Our connection with microbes
Our tiff with the microbial world kick starts quite early in our neonatal life. When the fetus is growing inside its mother’s womb, it is protected from this microbial world. After it is born, it gets introduced into a different environment- one abundant in microbes. These microbes rapidly colonize the gut and respiratory tract, to the extent that at the cellular level they exceed human cells by ten times! But these microbes are actually beneficial to the human body. They provide a constant stimulus for the development and maturation of the immune system- especially the local inflammatory and antibody responses, in the early years.
So, a certain level of exposure to microbes is a natural and good thing. Turns out that scientist have long been studying the relation between the western, more urban lifestyle and the incidence of allergies and asthma. This theory is called the ‘Hygiene Hypothesis‘. And this may sound totally insane, but a hyper hygienic lifestyle may be the cause of the rising number of allergies in the world.
With our growing level of paranoia about ‘hygiene’ and our increasingly indoor lifestyle, children are getting less exposed to microbes that help train the immune system.
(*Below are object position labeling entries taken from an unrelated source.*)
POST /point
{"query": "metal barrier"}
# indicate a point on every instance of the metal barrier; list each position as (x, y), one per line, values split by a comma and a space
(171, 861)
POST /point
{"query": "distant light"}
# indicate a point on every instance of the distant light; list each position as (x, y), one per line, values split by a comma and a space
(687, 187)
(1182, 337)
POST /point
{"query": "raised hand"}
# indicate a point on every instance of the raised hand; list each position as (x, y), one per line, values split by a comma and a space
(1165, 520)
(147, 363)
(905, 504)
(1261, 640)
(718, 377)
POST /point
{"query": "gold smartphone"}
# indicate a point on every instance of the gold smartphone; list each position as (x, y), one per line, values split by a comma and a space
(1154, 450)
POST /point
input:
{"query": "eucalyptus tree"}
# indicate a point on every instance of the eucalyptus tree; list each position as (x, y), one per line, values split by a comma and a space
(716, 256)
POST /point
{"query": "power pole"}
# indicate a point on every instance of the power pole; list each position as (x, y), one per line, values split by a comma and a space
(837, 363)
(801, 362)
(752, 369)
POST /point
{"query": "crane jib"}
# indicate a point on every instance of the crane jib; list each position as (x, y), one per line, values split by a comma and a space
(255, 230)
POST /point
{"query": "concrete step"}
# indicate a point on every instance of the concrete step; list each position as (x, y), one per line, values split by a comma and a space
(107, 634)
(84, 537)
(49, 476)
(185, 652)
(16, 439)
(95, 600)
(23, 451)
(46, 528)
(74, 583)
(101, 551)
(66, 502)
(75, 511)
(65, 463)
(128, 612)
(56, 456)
The immune system does not receive the necessary stimuli for its proper maturation, making it less robust. The balance of the different immune cells and their products is disrupted which leads to allergies, making allergies, essentially, a dysfunction of the immune system. Improper fine-tuning of the immune response leads to mounting of a response against harmless environmental agents and these deadly responses also adversely affect our own cells.
This theory explains the increase in asthma and other allergic diseases as seen in developed nations and upper class urban families. What this means is that the higher standards of cleanliness have led to a decrease in spread of infections among members of a family and thus increased expression of atopic diseases. In other words, when children have infections in early childhood, transmitted due to unhygienic contact with siblings, they are less likely to develop allergies later in life.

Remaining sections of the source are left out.